Love that Doesn't Last Forever

June 8, 2009
By Anonymous

I sat at my desk staring out of the window looking on into the cool, bleak, lifeless winter weather wondering how something like a divorce could have happened. While I was walking home from school I asked myself questions like “I thought they loved each other?” and “why are they getting a divorce?” Nothing seemed to make sense. I dreaded walking into my house knowing both of my parents didn’t even want to see each other anymore. Somehow I felt it was my fault but I wasn’t sure why. We ate our last dinner together as a whole family even though the love I thought would last forever between my parents was dead. As we were eating I thought to myself “I guess nothing lasts forever.” The next day at school I learned that one of my good friends was going through the same hardship that I was experiencing and I realized that love is not always forever and in some cases other things can come between the love of two people. Having a friend going through the same thing I was made the whole divorce process a lot easier to cope with. I realized that many people in today’s world get divorces and that love sometimes just dies out between two people. It just shocked me that the love I saw for years between two of the most important people in my life had ended.

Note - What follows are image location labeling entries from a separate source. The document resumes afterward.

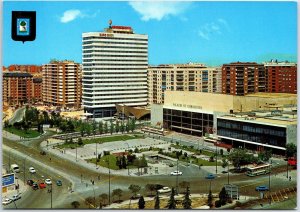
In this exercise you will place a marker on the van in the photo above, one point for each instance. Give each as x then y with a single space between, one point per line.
15 168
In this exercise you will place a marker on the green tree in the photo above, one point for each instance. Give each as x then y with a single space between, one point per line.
291 150
134 189
150 188
75 204
187 202
117 192
157 202
100 126
171 201
209 199
223 196
141 202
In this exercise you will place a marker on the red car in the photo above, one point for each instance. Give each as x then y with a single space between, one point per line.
42 185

“The Canterbury” Tales shows examples of love ending between two people because something disrupted the balance of their relationship. The first example is in “The Miller’s Tale.” Alisoun stops loving John when Nicholas convinces Alisoun to sleep with him and then she loves Nicholas instead of John. Nicholas comes between John and Alisoun and disrupts their relationship just like many relationships in today’s world are disrupted by someone or something like work, money, drugs or things of that nature. Alisoun cheating on John is a example of selfishness and in today’s world many people act on their personal desires rather than thinking about their relationship and the feelings of the people they love. Lust came between Alisoun’s love for John and lust destroyed it. I believe what Chaucer is saying about love in his time is that lust is one of the few things that is powerful enough to break the sacred bonds of love between two people who have sworn to love each other forever. This is also true for relationships in the present day. Lust for money, material objects, or other people is what often destroys love and I believe the Miller’s tale expresses this even though it is supposed to be a funny tale about Nicholas tricking John so that he can have an affair with Alisoun.

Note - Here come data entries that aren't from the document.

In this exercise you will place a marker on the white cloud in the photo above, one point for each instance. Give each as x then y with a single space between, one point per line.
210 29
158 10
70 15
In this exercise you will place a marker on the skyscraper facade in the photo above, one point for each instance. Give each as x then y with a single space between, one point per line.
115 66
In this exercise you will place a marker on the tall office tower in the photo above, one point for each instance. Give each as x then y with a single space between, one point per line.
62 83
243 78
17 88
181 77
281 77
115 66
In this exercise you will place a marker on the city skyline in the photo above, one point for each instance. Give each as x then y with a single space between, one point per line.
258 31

“The Merchant’s Tale” also describes the bond between two people dying because of selfishness and lust. This tale describes the terrors of marriage and is about how a woman named May cheats on her husband January. This tale depicts a wife lying to her husband and cheating on him. Chaucer is showing that marriage in his day could sometimes be full of lies and unfaithfulness just like it can sometimes be today. This is a connection to love today compared to love back then. In the world today people are lied to and cheated on all of the time and it is a very common thing in our society that is wrong and Chaucer shows that it was also a common and wrong thing in his society through this story. He is depicting the horrors that love can sometimes bring later on with it and he is showing the unfaithfulness of love between two people. When January is given his sight back he witnesses his wife having sex with Damien in the pear tree and then is convinced by May that she was not having sex with him and that he still is blind. May’s personal needs ruined the relationship between January and herself and is another example of selfishness. Selfishness is evident in everyone’s lives today and it existed in many relationships and is usually a major reason why many relationships that I have seen in my life have ended.
I believe Chaucer is using the Miller’s Tale and the Merchant’s tale to express the foul parts of love and marriage back in his time. The way that love is rendered in these two stories also is the same way some love exists in today’s world. Chaucer shows selfishness in both stories and today selfishness ruins many relationships just like it did in these tales. Lust is also a connection between today’s world and both tales. What Chaucer is saying about love in the Canterbury Tales is true in the modern day.